In light of this, it's not hard to understand why Ridley calls himself a rational optimist. He reminds me the late, great economist Julian Simon, author of "The Ultimate Resource," who for years stood virtually alone in explaining the benefits of population growth, free exchange and the mixing of ideas.
"I was fed up with the pessimists," Ridley explained. "When I was a student in the 1970s, the grown-ups told me that the future of the world was bleak, that the oil was running out, that the population explosion was unstoppable, that famine was inevitable. I feel kind of cross that nobody said anything optimistic to me about how these resources might not run out. They might become more abundant because of human ingenuity. They might actually get cheaper rather than more expensive and that it might be possible for us to live higher living standards and actually do less damage to the environment as we do so, that the air might get cleaner, the rivers might get cleaner!
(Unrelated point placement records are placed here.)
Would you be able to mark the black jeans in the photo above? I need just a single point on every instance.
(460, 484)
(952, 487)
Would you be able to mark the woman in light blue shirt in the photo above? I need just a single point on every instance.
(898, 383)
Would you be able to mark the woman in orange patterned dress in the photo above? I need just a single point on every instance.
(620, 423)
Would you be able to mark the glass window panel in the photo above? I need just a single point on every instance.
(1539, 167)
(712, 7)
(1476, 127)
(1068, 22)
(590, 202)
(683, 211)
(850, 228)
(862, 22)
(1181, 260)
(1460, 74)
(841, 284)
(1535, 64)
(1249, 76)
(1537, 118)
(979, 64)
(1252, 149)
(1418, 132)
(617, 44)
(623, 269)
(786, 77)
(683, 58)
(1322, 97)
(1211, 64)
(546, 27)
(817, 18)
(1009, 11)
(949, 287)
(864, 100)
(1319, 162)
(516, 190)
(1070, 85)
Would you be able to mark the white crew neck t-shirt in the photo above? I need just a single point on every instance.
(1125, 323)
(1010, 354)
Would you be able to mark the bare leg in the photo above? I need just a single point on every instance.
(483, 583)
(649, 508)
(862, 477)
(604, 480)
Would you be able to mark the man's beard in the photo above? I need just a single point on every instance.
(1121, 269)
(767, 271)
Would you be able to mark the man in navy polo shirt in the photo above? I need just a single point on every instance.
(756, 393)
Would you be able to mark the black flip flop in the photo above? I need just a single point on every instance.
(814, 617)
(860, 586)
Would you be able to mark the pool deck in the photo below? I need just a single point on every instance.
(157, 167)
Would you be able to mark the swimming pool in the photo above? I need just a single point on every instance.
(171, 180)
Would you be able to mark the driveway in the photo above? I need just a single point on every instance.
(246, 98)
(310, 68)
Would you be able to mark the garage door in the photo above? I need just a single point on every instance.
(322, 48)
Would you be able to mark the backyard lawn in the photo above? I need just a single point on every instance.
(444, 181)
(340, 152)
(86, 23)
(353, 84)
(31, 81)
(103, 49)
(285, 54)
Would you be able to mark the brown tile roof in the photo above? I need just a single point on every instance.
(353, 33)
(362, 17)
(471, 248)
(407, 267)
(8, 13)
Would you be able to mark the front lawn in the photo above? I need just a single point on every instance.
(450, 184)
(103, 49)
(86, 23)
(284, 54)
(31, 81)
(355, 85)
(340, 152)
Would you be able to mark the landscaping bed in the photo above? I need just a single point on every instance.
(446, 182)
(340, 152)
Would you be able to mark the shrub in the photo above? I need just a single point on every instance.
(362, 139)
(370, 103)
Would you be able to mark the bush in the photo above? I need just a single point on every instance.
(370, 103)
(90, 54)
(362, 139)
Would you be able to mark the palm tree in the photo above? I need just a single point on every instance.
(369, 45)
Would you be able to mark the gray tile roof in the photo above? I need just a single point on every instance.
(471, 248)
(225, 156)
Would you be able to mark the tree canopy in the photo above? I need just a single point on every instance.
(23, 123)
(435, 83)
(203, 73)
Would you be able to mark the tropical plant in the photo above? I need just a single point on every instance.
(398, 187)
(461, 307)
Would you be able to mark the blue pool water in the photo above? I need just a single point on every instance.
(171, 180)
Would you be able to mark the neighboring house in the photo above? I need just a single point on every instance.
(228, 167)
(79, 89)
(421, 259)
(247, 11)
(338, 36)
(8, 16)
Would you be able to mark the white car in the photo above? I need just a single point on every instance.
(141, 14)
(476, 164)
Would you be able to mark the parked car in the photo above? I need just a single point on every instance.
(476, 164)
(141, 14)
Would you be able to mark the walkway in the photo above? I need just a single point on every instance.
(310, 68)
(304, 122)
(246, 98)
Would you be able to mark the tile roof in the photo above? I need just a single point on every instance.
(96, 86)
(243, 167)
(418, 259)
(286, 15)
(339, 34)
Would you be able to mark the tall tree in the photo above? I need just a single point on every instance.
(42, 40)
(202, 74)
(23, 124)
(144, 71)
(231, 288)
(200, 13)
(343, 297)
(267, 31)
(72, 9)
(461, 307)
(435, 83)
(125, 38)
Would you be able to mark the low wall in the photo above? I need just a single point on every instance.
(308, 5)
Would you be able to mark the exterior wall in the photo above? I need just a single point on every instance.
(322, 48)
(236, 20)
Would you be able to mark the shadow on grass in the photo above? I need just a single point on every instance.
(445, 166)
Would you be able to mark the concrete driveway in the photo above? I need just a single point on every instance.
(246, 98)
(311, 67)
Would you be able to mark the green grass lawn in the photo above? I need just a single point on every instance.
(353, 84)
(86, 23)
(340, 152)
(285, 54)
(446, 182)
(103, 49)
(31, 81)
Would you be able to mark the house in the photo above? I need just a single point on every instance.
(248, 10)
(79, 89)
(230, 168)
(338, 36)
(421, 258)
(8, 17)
"All of these things have happened. We've got healthier, happier, cleaner, kinder, cleverer, more peaceful and, indeed, more equal, if you look at the picture globally over that time."
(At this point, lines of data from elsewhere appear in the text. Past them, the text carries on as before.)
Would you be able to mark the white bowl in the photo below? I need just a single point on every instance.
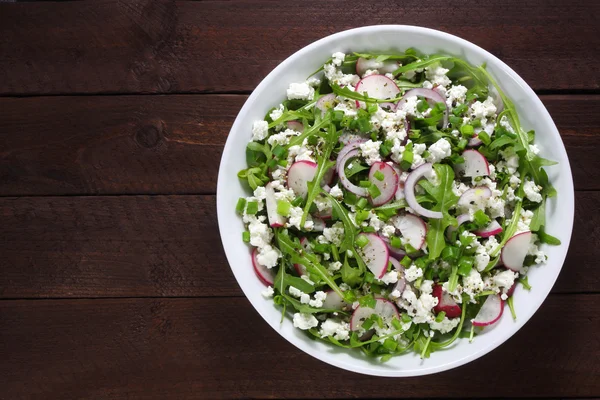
(271, 91)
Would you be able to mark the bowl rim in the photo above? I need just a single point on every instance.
(567, 198)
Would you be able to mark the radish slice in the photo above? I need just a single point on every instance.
(299, 174)
(428, 94)
(364, 64)
(325, 103)
(476, 196)
(401, 284)
(276, 220)
(446, 303)
(376, 255)
(333, 301)
(347, 138)
(295, 125)
(351, 145)
(301, 269)
(387, 186)
(461, 219)
(490, 312)
(413, 229)
(384, 308)
(266, 275)
(362, 192)
(377, 87)
(475, 165)
(492, 229)
(409, 191)
(514, 251)
(398, 253)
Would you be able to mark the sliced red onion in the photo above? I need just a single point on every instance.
(428, 94)
(409, 191)
(362, 192)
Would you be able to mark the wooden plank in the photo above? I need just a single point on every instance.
(221, 348)
(172, 144)
(138, 246)
(165, 46)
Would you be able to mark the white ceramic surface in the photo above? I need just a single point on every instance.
(271, 91)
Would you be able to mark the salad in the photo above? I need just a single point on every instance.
(397, 202)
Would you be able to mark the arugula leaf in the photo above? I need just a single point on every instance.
(323, 165)
(445, 199)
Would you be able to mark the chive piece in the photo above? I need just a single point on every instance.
(241, 204)
(251, 207)
(467, 130)
(362, 203)
(362, 241)
(395, 242)
(246, 236)
(481, 219)
(283, 207)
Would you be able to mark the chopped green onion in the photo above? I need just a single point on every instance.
(241, 204)
(361, 241)
(283, 207)
(251, 207)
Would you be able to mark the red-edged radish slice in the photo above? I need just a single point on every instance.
(413, 229)
(477, 196)
(276, 220)
(299, 174)
(376, 255)
(401, 283)
(429, 94)
(445, 303)
(461, 219)
(492, 229)
(398, 253)
(387, 186)
(475, 141)
(377, 87)
(301, 269)
(384, 308)
(490, 311)
(384, 67)
(319, 224)
(357, 190)
(475, 165)
(326, 102)
(333, 301)
(295, 125)
(514, 251)
(409, 191)
(266, 275)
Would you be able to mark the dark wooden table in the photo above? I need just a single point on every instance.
(113, 115)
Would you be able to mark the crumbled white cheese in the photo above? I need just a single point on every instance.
(300, 91)
(260, 130)
(305, 321)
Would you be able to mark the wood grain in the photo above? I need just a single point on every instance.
(209, 348)
(166, 46)
(138, 246)
(172, 144)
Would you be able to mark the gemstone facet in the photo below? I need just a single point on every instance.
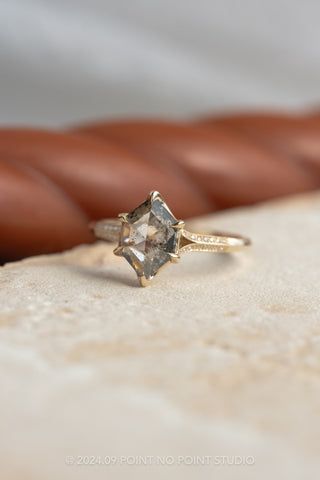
(148, 237)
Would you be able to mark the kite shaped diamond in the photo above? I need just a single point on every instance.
(149, 237)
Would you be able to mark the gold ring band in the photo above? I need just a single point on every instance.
(150, 237)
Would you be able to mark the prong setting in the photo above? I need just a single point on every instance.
(123, 217)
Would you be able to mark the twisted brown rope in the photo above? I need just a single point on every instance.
(53, 183)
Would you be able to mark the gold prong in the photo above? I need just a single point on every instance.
(174, 257)
(123, 217)
(144, 282)
(179, 225)
(153, 195)
(118, 251)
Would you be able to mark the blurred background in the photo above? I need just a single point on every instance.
(213, 103)
(66, 61)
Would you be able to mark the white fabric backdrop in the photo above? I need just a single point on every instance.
(68, 60)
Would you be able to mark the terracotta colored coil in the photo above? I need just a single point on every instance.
(53, 183)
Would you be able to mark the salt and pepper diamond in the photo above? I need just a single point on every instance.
(149, 237)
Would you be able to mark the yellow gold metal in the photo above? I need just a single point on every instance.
(116, 230)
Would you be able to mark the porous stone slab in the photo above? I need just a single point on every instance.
(218, 358)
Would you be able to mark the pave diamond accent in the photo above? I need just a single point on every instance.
(148, 238)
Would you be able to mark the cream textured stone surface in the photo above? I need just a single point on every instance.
(219, 357)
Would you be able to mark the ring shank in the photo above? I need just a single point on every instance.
(109, 230)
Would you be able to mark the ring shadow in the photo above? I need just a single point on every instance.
(219, 263)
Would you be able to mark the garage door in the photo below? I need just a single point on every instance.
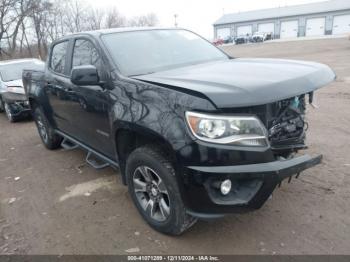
(267, 28)
(223, 32)
(315, 26)
(244, 30)
(289, 29)
(341, 24)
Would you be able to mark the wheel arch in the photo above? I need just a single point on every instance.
(129, 137)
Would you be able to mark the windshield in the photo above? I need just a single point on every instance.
(13, 71)
(145, 52)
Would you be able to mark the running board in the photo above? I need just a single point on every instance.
(93, 158)
(93, 161)
(68, 144)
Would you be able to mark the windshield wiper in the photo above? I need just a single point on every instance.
(148, 73)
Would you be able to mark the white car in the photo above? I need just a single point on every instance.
(12, 97)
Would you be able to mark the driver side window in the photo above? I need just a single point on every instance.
(85, 53)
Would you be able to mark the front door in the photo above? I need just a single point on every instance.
(92, 103)
(61, 96)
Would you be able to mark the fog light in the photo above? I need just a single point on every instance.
(225, 187)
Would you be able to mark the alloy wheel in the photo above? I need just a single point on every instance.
(151, 193)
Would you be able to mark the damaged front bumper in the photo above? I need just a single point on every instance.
(252, 185)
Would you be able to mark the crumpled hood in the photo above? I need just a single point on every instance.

In a debate, Bill Gates pushed back against Ridley's optimism. Gates argued that worrying about the worst case can help drive a solution.
Ridley doesn't buy it.
"If you look at where the solutions come from, they come from optimistic people living in rich places, like Steve Jobs, or Archimedes in ancient Greece, or Leonardo in Renaissance Italy. ... It's the pessimists who are the complacent ones these days, because they're the ones saying: 'This is as good as it can get. We can't make it any better.'"
But we can make it better. All it takes is rule of law and limited government. If government will just stay out of the bar, and stop bossing the patrons around, ideas will meet and mate and produce wonderful things.